Stephen Wolfram's Epic Analytics are EPIC.


Let's start off talking about email. I have a complete archive of all my email going back to 1989. Here's a plot with a dot showing the time of each of the third of a million emails I've sent since 1989:

OK. So email is one kind of data I've systematically archived. And there's a huge amount that can be learned from that. Another kind of data that I've been collecting is keystrokes. For many years, I've captured every keystroke I've typed -- now more than 100 million of them:

He what? He what? He archived every keystroke for a decade.

I am in a great deal of awe and not a little bit of outright worship at this project. Holy shit. Why didn't I do that?? Look at those fucking graphs. Just fucking look at them.

  1. Piku says:

    I have all my mail going back to 1999. Not entirely sure how to suck the past 8 years worth out of GMail though.

    • nandhp says:

      You can use IMAP for that. I have a cron job that does this every 3 hours using mbsync.

  2. pavel_lishin says:

    > Why didn't I do that??

    Because you're a security conscious person who doesn't want his project revealing all of his passwords?

  3. Russell Borogove says:

    How is it that Wolfram doesn't recognize a beta distribution when he sees one?

    • DFB says:

      Beta distributions are unimodal, and those have troughs for both sleep and dinner.

      I wonder what was going on at 4 and 5 am in 2005-7. Mid-2005 is particularly weird and not just a time zone shift like mid-2009.

      • I was talking about the emails-per-day plot, which he specifically calls out with a 'what the heck is this distribution', not the time-of-day plots.

    • Richard says:

      How is it that Wolfram doesn't recognize a beta distribution ...

      Aside being one of the world's biggest dickheads, Wolfram's forgotten more mathematics (and not just the lower high school stuff that sets programmers aside from their math-is-hard managers) than you'd learn in several lifetimes.

      That's why. Because it isn't.

  4. David M.A. says:

    Why would anyone--

    That's the wrong question, isn't it?

  5. Bill Paul says:

    I'm sure the government has been archiving all your e-mails and keystrokes for you.

  6. David Glover says:

    Which is great as long as you don't want to use Wolfram Alpha Pro to analyse your own email, because while they allow mbox uploads, there's a file size limit of 1MB.

    Yes, MB.

    I have single emails bigger than that.

  7. Sam Kington says:

    I love how he says "yeah, I've been storing every keystroke for years", in a sort of "what, doesn't everyone do that?" way.

  8. Phillip Remaker says:

    Hoarders, Mad Science edition.

  9. OCD is a helluva a drug

  10. Joe says:

    He should graph his Judge Wapner data.
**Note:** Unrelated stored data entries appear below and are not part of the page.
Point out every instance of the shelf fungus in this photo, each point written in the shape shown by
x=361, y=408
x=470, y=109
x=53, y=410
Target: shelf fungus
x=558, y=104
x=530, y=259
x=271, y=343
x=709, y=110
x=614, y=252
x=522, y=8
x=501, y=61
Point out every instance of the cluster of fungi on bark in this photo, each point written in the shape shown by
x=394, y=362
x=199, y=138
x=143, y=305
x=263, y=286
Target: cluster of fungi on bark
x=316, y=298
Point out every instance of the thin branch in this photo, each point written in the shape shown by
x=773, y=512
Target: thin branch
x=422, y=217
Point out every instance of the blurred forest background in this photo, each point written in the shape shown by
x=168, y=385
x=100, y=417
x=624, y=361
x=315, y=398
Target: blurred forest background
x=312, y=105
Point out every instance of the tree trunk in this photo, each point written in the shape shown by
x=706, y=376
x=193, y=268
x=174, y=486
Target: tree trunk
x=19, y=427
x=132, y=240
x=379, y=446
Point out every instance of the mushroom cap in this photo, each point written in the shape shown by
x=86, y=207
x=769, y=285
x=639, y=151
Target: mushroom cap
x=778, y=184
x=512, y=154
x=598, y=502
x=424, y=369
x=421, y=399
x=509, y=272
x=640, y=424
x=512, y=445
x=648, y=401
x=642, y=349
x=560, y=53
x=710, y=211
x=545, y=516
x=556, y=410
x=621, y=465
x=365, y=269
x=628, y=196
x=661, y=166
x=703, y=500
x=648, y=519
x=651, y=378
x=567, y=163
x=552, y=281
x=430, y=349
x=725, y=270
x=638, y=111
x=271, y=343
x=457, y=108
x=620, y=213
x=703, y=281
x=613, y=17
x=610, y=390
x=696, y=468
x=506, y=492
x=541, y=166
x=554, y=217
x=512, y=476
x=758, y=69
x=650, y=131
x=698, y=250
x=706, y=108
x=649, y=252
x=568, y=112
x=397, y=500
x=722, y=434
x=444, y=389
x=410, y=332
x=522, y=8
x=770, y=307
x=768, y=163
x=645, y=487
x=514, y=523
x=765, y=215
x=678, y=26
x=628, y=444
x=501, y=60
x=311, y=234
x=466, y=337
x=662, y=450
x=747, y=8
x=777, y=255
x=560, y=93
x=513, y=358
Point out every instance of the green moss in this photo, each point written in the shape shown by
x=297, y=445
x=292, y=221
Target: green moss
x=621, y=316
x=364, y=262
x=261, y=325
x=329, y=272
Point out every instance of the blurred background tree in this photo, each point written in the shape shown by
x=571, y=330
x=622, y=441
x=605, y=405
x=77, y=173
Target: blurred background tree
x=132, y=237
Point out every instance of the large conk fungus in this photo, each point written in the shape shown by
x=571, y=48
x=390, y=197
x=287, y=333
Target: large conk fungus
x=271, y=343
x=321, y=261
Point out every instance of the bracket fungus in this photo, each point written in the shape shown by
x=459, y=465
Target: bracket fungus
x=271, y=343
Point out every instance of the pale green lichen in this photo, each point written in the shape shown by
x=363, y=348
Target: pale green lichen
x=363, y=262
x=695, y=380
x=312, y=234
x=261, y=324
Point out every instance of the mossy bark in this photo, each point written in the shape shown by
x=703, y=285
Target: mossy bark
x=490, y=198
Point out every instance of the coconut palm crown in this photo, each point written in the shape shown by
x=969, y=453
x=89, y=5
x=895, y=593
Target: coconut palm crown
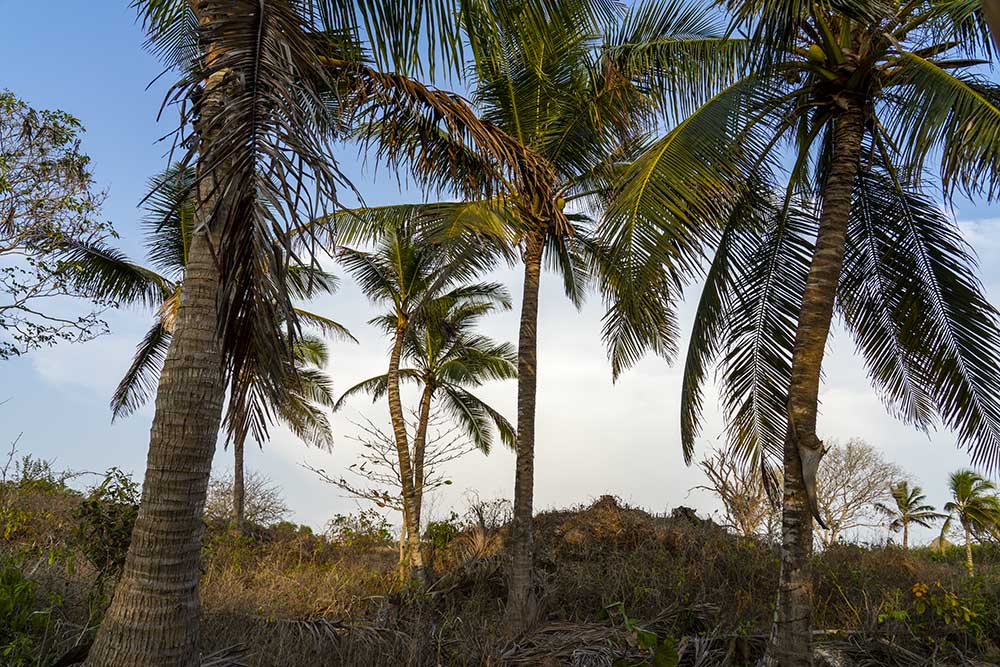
x=909, y=507
x=975, y=505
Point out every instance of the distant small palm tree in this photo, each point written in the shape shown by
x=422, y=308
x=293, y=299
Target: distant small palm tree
x=447, y=357
x=975, y=505
x=169, y=225
x=421, y=281
x=909, y=507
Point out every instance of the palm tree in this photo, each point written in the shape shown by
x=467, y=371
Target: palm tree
x=447, y=357
x=910, y=506
x=580, y=86
x=104, y=270
x=859, y=96
x=976, y=506
x=422, y=282
x=258, y=125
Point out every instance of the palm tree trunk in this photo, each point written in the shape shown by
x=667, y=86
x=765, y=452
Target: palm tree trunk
x=239, y=488
x=419, y=449
x=153, y=619
x=414, y=556
x=968, y=551
x=520, y=598
x=791, y=631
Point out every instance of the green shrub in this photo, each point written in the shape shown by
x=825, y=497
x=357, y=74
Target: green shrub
x=25, y=626
x=105, y=520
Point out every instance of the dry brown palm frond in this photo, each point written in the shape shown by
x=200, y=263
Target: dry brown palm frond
x=444, y=142
x=263, y=146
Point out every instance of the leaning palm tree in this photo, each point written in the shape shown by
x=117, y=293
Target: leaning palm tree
x=860, y=95
x=420, y=280
x=258, y=123
x=976, y=506
x=446, y=358
x=909, y=506
x=582, y=86
x=104, y=270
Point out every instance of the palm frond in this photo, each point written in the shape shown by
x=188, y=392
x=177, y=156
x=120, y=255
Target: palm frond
x=142, y=378
x=106, y=273
x=263, y=167
x=952, y=114
x=945, y=331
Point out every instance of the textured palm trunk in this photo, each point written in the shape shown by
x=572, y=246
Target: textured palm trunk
x=991, y=10
x=413, y=556
x=153, y=620
x=969, y=567
x=520, y=599
x=419, y=449
x=239, y=488
x=791, y=632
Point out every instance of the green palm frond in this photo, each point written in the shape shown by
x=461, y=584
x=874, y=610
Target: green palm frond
x=140, y=381
x=270, y=142
x=324, y=325
x=375, y=387
x=311, y=351
x=169, y=218
x=474, y=416
x=762, y=314
x=953, y=114
x=733, y=253
x=921, y=291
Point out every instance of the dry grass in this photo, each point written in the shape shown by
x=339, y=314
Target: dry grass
x=609, y=575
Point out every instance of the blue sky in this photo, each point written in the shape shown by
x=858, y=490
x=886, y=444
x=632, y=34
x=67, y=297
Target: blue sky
x=593, y=437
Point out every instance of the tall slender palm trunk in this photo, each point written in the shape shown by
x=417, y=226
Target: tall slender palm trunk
x=153, y=620
x=520, y=599
x=239, y=487
x=420, y=447
x=414, y=556
x=791, y=633
x=969, y=567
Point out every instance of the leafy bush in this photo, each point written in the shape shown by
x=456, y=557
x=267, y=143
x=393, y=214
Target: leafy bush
x=439, y=534
x=24, y=626
x=106, y=517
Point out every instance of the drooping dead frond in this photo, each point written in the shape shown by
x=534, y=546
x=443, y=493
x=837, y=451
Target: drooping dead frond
x=263, y=149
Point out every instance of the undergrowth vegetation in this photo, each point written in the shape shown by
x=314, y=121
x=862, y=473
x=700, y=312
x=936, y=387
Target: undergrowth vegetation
x=618, y=587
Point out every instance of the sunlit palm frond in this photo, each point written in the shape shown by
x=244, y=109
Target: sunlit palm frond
x=264, y=168
x=375, y=387
x=951, y=114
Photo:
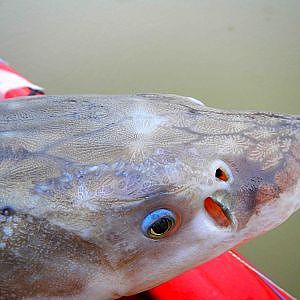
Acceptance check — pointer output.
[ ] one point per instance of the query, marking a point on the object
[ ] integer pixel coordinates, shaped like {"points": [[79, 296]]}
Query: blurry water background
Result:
{"points": [[230, 54]]}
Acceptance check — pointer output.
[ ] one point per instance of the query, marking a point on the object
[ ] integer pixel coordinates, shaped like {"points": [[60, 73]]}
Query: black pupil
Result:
{"points": [[161, 226]]}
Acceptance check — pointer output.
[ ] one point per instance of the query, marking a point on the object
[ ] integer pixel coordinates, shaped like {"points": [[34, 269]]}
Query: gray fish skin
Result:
{"points": [[78, 175]]}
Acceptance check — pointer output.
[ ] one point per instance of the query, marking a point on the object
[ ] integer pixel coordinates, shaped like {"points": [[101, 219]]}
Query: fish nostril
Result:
{"points": [[221, 175], [218, 212]]}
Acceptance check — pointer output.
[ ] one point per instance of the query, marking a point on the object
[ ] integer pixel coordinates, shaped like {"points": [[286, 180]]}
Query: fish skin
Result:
{"points": [[79, 174]]}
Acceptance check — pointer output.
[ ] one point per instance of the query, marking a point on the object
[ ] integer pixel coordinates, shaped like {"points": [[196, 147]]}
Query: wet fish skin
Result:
{"points": [[78, 174]]}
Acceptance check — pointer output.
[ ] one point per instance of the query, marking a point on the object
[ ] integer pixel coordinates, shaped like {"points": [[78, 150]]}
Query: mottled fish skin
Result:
{"points": [[78, 174]]}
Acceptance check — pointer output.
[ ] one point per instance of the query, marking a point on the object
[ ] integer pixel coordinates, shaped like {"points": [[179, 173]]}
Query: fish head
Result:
{"points": [[226, 189]]}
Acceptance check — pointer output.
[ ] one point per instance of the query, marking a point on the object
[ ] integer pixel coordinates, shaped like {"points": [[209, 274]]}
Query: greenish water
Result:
{"points": [[231, 54]]}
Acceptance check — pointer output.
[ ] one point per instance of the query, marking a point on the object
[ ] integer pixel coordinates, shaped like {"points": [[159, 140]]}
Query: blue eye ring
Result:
{"points": [[159, 223]]}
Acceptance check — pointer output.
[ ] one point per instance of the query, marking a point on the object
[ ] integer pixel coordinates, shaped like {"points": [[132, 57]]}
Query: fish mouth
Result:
{"points": [[219, 213]]}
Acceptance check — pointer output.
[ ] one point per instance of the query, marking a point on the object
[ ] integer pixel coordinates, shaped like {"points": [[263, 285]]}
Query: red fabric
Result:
{"points": [[227, 277], [20, 91]]}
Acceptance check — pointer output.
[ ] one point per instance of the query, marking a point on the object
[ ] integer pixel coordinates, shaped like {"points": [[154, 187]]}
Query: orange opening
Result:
{"points": [[217, 212]]}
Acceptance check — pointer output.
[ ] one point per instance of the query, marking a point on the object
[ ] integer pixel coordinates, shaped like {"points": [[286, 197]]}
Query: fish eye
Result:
{"points": [[159, 223], [7, 211]]}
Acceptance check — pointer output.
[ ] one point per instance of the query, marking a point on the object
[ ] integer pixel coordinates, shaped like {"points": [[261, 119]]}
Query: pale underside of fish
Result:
{"points": [[105, 196]]}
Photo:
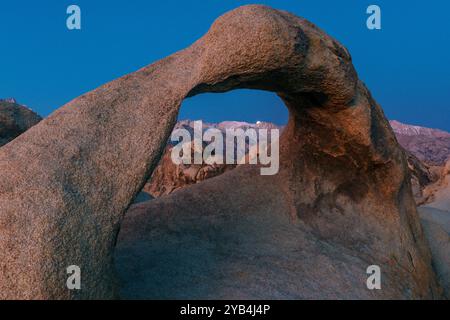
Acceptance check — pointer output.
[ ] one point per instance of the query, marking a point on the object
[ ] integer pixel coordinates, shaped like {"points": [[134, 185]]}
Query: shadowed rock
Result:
{"points": [[15, 120], [343, 183]]}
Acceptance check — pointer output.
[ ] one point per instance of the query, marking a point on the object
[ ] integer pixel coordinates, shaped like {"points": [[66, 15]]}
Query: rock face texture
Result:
{"points": [[436, 224], [341, 202], [15, 120], [422, 176], [429, 145]]}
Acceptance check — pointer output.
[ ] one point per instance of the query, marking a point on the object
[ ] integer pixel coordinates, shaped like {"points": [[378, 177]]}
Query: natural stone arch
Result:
{"points": [[67, 182]]}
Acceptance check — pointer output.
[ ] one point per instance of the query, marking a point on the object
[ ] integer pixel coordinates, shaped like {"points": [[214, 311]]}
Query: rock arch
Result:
{"points": [[67, 182]]}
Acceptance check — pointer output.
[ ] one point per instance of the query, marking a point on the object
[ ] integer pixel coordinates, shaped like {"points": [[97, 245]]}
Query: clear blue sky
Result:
{"points": [[406, 65]]}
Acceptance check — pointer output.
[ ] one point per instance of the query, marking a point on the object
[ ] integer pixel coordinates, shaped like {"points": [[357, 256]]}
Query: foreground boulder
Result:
{"points": [[15, 120], [342, 199]]}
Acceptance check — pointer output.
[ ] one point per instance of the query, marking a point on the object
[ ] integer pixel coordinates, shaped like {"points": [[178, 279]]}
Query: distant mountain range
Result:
{"points": [[431, 146]]}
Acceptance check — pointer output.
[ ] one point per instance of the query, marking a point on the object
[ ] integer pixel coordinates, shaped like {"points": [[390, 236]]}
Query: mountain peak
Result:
{"points": [[411, 130]]}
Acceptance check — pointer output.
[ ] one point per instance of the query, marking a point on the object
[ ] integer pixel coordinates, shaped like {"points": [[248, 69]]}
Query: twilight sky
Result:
{"points": [[406, 65]]}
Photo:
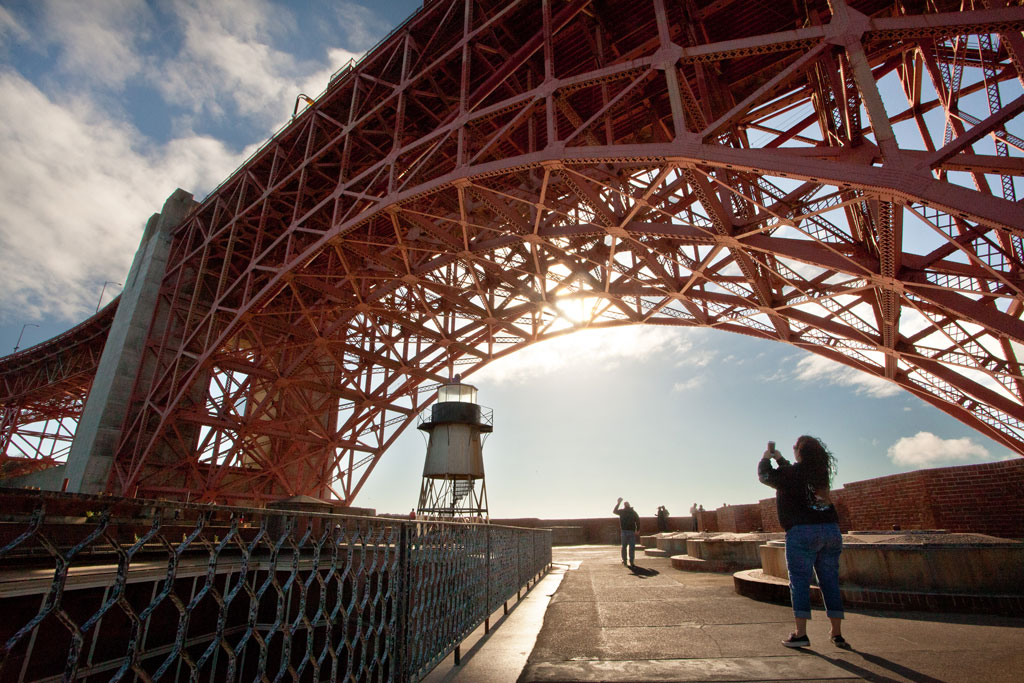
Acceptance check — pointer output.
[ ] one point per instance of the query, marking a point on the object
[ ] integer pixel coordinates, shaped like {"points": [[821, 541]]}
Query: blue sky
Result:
{"points": [[111, 104]]}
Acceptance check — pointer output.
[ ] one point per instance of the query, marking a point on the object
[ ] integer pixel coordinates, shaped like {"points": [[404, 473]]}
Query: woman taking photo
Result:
{"points": [[813, 541]]}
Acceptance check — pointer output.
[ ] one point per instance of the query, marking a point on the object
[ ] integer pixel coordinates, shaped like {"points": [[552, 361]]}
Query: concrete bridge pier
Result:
{"points": [[91, 457]]}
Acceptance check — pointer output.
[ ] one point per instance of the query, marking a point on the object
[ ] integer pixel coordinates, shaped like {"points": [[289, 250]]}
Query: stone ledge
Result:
{"points": [[687, 563], [755, 584]]}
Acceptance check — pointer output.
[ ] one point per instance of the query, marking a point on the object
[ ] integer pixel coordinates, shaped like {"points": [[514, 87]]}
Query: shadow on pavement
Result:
{"points": [[906, 673], [643, 572]]}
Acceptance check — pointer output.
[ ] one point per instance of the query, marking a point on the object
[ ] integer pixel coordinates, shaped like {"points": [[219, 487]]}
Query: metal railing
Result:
{"points": [[99, 589]]}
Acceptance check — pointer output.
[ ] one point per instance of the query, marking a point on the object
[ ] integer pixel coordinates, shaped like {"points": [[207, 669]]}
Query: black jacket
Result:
{"points": [[795, 497]]}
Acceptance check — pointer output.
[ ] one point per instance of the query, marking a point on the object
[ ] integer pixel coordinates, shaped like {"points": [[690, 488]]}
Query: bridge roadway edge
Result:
{"points": [[605, 623]]}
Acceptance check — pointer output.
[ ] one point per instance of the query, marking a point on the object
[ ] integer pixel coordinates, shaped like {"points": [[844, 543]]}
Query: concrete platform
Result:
{"points": [[606, 623]]}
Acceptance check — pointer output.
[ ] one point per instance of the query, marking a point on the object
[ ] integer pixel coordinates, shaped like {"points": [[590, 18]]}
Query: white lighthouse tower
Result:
{"points": [[453, 475]]}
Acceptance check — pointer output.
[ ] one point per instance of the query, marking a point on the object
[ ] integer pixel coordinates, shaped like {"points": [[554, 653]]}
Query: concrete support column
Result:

  11. And I thought that having a livejournal for the past ten years was something of note. >:(

  12. rwos says:

    To create a plot of the file modification times (like his, but w/o colors) with gnuplot, do something like this:
    Put the following into "" or so:
    set xdata time
    set timefmt "%Y-%m-%d"
    set format x "%Y"
    set xlabel 'year'
    set ylabel 'hour'
    set yrange [0:24]
    set ytics 1
    set xtics 365*24*60*60
    set terminal png size 800,600
    plot "/tmp/times.dat" using 1:2 title 'mod time' with dots

    Then do
    find / -printf '%CY-%Cm-%Cd %CH %CM\n' | \
    awk '{print $1" "$2"."($3/60)*100;}' | \
    sed 's/\.[^.]\+$//' > /tmp/times.dat

    And create the plot via
    gnuplot > plot.png

    (The awk-hackery for the hours on the y-axis is because gnuplot can't handle two different time formats natively - at least I don't how). Works on my Linux machine, YMMV. My plot isn't too interesting, though - I was born the year Wolfram started collecting his mails, so...

    • rwos says:

      Oh, it should be ($3/59) not ($3/60) in the awk line. Well, better use something like Mathematica, I guess.

      • Alex says:

        Also, those should be { not ( in the awk. PS for anyone trying this at home, gnuplot will strftime into RFC 822 style but it won't strptime out of it.

  13. Heh, looks almost exactly like a raster plot out of an electrophysiology paper.

  14. Colin Dean says:

    There was a thing back in 2002 called Project Dolphin which had a client called Pulse that did keystroke counting. The goal was to see how many keys the average Internet user strokes in a year. I hung out with nirgle and friends on IRC for couple of years and even learned a bunch of Esperanto in the process.

    Ah, 10 years ago.

  15. Zingus J. Rinkle says:

    1st jan of 2002 something big happened to his email habits.
    Graduated from college? Dropped out of previous job?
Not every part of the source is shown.